Mais vale tarde... 18 - Fim

(…)
De preferência a confiar os destinos da França e da Europa às forças democráticas, a reacção francesa optou deliberadamente pela aceitação da derrota às mãos do fascismo germânico. Disse alguém, há muito tempo: “Onde tens o teu tesouro, aí terás também o coração”. Segundo se pensava, somente o triunfo alemão asseguraria, pelo menos durante algum tempo, a sobrevivência na Europa de uma ordem social que Hitler representava na Alemanha, Mussolini na Itália, Franco em Espanha, e Pierre Laval e Philippe Pétain na França.

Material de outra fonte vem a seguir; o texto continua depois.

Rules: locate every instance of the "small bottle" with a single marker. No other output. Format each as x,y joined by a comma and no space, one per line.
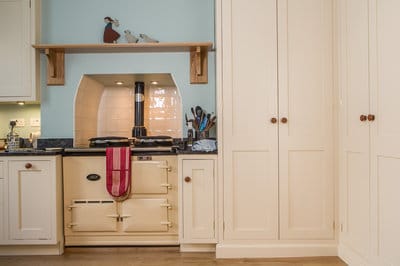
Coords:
190,135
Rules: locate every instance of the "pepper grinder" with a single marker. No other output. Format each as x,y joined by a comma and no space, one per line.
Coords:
12,138
190,135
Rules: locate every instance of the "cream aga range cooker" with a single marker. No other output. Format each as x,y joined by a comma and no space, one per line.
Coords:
148,217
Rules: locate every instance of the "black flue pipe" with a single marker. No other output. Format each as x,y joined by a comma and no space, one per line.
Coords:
139,130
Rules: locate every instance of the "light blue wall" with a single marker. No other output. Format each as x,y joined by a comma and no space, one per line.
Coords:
13,111
81,21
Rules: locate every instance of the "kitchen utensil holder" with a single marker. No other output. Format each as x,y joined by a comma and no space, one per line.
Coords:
205,134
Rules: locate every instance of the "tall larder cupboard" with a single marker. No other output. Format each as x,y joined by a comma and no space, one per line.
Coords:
369,70
276,80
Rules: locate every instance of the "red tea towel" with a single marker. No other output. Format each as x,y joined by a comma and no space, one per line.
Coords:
118,171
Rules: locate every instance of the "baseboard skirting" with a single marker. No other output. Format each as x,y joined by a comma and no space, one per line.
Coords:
275,250
197,247
351,257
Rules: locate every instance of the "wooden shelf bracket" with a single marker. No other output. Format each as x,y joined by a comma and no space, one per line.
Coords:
199,65
55,66
55,54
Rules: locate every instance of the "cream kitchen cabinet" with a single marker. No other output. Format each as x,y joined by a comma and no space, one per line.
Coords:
275,71
197,180
20,20
369,68
33,216
3,198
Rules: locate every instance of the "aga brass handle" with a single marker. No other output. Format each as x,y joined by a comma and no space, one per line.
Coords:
363,118
371,117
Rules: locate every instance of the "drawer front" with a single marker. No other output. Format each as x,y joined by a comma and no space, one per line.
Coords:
1,169
77,185
145,215
93,216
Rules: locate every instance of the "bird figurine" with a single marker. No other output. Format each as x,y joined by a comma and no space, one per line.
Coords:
147,38
130,38
110,35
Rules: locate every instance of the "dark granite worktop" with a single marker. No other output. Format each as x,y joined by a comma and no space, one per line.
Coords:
48,147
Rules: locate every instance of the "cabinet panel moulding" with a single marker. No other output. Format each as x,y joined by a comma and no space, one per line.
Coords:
56,52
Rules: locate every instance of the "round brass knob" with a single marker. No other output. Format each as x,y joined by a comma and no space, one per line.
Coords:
371,117
363,118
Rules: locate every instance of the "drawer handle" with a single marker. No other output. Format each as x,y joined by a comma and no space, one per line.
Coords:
166,205
169,224
169,186
168,168
371,117
93,177
363,118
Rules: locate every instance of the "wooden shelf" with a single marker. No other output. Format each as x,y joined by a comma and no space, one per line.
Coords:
56,53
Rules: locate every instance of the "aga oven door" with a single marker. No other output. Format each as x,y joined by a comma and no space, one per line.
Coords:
145,215
150,176
93,216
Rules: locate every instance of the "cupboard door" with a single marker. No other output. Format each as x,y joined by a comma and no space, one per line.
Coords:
31,200
305,81
354,150
17,68
198,201
385,130
250,140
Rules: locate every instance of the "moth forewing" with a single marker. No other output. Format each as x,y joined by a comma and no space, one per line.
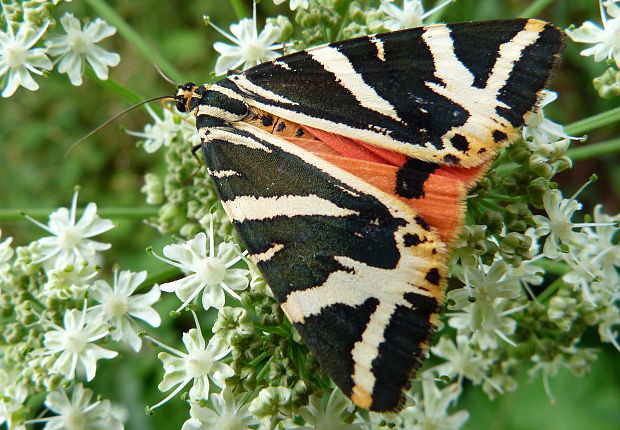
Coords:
395,125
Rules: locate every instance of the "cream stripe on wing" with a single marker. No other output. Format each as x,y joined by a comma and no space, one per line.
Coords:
339,65
366,350
387,285
244,208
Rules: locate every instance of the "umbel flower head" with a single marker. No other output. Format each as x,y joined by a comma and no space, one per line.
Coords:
18,58
606,40
78,412
120,306
200,364
71,243
78,45
75,344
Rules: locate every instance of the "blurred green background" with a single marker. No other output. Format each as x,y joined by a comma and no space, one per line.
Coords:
36,128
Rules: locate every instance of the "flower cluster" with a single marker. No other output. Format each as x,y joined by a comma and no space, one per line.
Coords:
529,273
60,318
26,48
606,45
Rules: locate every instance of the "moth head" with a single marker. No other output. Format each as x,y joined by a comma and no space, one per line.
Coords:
184,95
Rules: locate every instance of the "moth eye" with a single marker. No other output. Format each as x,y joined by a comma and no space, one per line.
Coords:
181,106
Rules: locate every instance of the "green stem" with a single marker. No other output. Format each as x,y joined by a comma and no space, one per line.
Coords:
273,330
535,8
594,150
596,121
345,20
576,154
42,214
554,267
507,198
142,46
240,9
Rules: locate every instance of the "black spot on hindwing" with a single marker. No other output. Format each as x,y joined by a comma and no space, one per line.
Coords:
411,177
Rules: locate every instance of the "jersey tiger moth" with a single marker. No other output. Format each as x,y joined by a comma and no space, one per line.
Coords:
344,169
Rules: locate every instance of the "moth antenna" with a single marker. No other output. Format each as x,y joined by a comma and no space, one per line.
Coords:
164,76
113,118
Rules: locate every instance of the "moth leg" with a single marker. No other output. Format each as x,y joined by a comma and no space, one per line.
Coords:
198,158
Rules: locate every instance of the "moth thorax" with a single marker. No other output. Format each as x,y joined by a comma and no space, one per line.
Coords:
188,96
223,105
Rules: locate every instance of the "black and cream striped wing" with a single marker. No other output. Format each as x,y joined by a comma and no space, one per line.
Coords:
354,269
451,94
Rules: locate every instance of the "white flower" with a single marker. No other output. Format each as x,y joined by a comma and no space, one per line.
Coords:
119,307
161,132
411,15
74,343
70,282
540,130
78,413
200,364
609,317
462,359
432,411
558,225
250,48
606,40
601,241
484,284
13,395
78,45
70,243
211,271
18,58
294,4
225,414
327,415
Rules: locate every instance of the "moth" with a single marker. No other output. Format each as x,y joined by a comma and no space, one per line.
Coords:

Nenhuma tentativa se fez para estimular a resistência do exército francês. Generais abandonavam importantes postos e linhas de defesa sem sequer envidar um esforço para cortar o avanço aos invasores. Desviava-se propositadamente o rumo dos comboios carregados de munições. Dezenas de chefes militares abandonaram as tropas aos seus próprios recursos, sem planos de defesa ou de ataque. Não houve batalhas. A Batalha da França é um mito, prova-o a lista de baixas dos nazis. Dos três ou quatro mil aviões existentes, apenas mil entraram em acção. Os alemães atravessaram as linhas francesas em motocicletas; em muitos pontos formavam uma única fila simples. No espaço de dez dias, o mais brilhante exército da Europa ficara transformado numa multidão caótica, tomada de pânico, a recuar em desordem antes mesmo de ter estabelecido contacto com o grosso das tropas alemãs, que não chegou a entrar em combate, salvo para esmagar a Força Expedicionária Britânica, que os seus aliados tinham abandonado.

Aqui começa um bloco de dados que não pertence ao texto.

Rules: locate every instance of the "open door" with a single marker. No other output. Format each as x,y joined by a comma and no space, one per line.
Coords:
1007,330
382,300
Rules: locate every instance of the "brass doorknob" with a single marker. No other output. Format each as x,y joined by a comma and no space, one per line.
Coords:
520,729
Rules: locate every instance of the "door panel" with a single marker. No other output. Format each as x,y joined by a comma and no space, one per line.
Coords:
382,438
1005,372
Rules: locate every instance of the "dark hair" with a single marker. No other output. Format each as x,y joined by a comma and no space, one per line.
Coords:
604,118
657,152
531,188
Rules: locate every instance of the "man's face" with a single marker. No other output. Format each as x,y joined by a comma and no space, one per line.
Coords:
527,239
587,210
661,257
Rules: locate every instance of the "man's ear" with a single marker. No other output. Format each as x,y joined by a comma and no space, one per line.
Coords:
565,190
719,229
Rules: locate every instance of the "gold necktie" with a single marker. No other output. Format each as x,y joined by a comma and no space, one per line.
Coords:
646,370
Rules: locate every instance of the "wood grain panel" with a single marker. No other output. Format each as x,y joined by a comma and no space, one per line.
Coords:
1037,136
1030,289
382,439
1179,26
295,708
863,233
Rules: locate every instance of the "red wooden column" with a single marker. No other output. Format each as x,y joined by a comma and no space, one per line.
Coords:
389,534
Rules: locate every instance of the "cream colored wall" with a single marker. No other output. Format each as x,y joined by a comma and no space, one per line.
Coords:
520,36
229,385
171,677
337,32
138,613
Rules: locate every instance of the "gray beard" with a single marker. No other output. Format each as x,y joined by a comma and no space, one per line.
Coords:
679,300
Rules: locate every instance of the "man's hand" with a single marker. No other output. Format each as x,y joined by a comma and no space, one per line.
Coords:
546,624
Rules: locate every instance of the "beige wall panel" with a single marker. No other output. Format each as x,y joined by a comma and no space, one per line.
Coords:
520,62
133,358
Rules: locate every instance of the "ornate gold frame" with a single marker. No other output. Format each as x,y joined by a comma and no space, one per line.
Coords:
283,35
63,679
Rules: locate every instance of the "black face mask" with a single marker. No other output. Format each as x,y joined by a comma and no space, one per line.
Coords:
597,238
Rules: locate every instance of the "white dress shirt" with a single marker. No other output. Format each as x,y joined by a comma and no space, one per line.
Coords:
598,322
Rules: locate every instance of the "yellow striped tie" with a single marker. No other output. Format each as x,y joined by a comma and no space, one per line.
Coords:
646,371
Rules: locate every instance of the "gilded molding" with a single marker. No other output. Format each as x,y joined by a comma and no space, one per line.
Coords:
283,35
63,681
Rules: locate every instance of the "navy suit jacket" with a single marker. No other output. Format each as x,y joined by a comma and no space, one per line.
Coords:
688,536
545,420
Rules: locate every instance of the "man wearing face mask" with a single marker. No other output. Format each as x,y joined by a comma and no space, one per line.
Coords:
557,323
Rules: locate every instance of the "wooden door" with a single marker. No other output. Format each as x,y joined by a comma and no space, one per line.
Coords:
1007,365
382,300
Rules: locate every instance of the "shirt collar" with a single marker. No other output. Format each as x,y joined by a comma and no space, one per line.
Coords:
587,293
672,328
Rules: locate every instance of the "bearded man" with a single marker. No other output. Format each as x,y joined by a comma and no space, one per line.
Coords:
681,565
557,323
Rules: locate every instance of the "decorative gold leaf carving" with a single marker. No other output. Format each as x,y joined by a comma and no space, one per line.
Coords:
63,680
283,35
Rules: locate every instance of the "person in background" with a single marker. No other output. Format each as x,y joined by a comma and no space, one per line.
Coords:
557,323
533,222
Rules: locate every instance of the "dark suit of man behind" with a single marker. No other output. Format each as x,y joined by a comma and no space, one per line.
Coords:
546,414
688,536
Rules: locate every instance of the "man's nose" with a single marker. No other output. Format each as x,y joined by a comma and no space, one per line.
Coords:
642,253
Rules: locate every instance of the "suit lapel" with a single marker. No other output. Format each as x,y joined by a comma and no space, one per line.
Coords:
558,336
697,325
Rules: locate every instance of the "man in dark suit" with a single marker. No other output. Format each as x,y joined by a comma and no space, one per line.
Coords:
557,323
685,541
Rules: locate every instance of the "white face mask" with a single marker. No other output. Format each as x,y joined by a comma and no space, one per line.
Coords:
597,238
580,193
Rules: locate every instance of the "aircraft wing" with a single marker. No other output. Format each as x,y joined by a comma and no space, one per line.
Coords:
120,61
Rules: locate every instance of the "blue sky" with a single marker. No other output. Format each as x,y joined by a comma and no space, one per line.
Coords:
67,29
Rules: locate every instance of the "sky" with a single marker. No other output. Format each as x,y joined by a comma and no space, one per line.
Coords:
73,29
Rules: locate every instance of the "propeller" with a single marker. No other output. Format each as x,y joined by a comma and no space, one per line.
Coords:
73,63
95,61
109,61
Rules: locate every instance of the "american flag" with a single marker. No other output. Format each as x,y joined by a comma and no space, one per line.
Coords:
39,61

Quando se tornou patente que nenhum poder terrestre poderia conter a debandada, quando a confusão e o pânico reinavam por toda a parte, o atemorizado Daladier passou as rédeas do governo a Reynaud, que por seu turno chamou Pétain e Weygand para executarem a tarefa que a reacção nunca poderia levar a cabo em circusntâncias normais, isto é: vestir a camisa de forças do fascismo ao povo francês, pasmado e atónito.
Thierry Meulnier, escritor clerical-fascista, apontou, franca e brutalmente, os motivos fundamentais que levaram a burguesia, os clérigos e o alto comando a reduzir o povo francês à servidão, quando escreveu, para justificar a capitulação de Munique: “Uma vitória das armas francesas seria menos uma vitória para a França do que uma vitória dos princípios que com justiça se reputa conduzirem directamente à ruína da França e da própria civilização”.

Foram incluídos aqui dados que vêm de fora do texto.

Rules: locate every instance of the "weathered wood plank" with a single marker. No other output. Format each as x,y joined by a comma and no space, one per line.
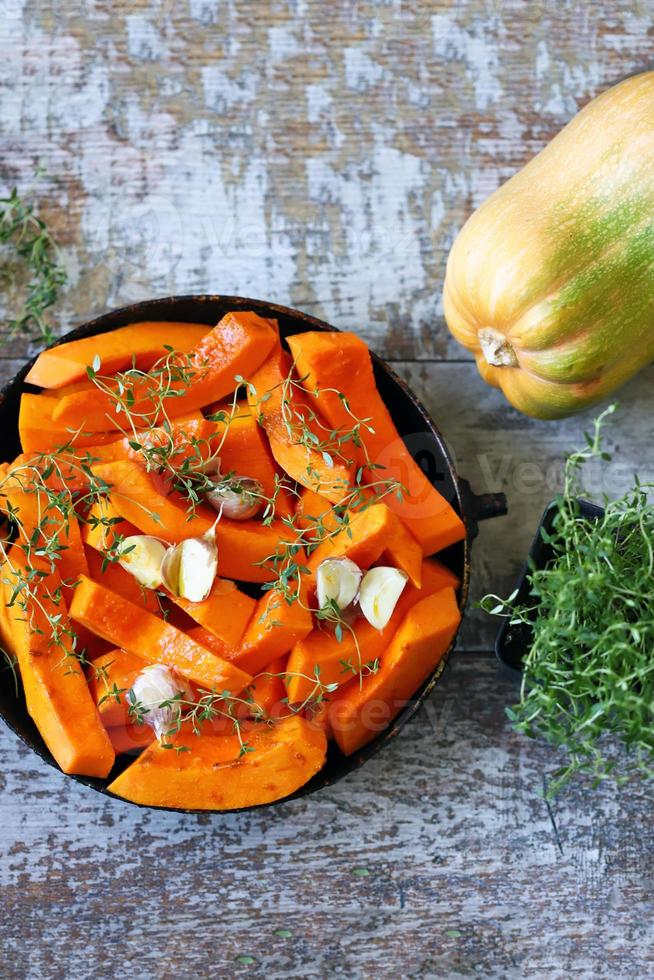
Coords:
497,448
437,859
323,162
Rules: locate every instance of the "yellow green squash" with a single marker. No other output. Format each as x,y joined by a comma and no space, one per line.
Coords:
550,283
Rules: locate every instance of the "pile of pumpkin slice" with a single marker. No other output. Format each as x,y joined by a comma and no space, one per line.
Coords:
221,636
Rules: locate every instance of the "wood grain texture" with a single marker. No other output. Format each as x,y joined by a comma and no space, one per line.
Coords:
270,150
324,156
457,872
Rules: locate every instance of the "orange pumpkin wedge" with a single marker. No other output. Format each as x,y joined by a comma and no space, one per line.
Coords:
225,612
214,774
322,657
241,444
39,434
110,677
358,713
57,696
242,545
131,628
367,536
276,404
138,343
42,524
130,739
340,362
276,626
235,347
267,691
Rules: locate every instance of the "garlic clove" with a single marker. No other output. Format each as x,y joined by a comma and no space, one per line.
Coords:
152,689
142,556
381,587
198,564
237,497
189,568
170,569
337,580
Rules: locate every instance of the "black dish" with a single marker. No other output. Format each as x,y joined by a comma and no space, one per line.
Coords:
513,641
413,423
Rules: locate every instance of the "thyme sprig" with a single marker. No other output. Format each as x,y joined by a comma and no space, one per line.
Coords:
588,677
34,265
211,706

Referia-se aos princípios democráticos!

segunda-feira, 18 de abril de 2011

Mais vale tarde... 17 - Patrie Humaine

(...)
Foi contra o rochedo da consciência de classe dos radicais-socialistas que a Frente Popular acabou por despedaçar-se. Os liberais desertaram dos partidos proletários. Temiam que, continuando eles associados a Léon Blum, o país avançasse demasiadamente para o socialismo. Era esta uma estrada que não queriam trilhar.
Blum procurou salvar a coligação anunciando uma pausa no programa de reformas sociais. Mas a concessão era insuficiente. Daladier rompeu o pacto, mas logrou conservar-se à frente do gabinete, angariando o apoio do centro e da esquerda para um programa que "distribuía de maneira mais equitativa" as despesas da colossal campanha de armamentos: quer isto dizer que o fardo tornava a passar para os ombros dos operários e da pequena burguesia.
A nova administração de Daladier começou a demolir a obra da Frente Popular, de tal modo que dentro em pouco as vantagens conquistadas pela classe trabalhadora estavam completamente abolidas. Para este fim foi-lhe preciso governar por decretos, com poderes excepcionais, que lhe concederam a direita e o centro. Já não lhe corria a obrigação de consultar o parlamento.
Daladier poupou assim, a si mesmo e aos seus correligionários liberais, o constrangimento de ter que debater e votar medidas para desfazer o trabalho realizado alguns meses atrás por eles mesmos, em união com os socialistas. Tinham-se voltado contra a democracia porque descobriram que ela não pode permanecer estática (...): ou a democracia concede facilidades iguais aos elementos que estão por baixo, ou está condenada a morrer.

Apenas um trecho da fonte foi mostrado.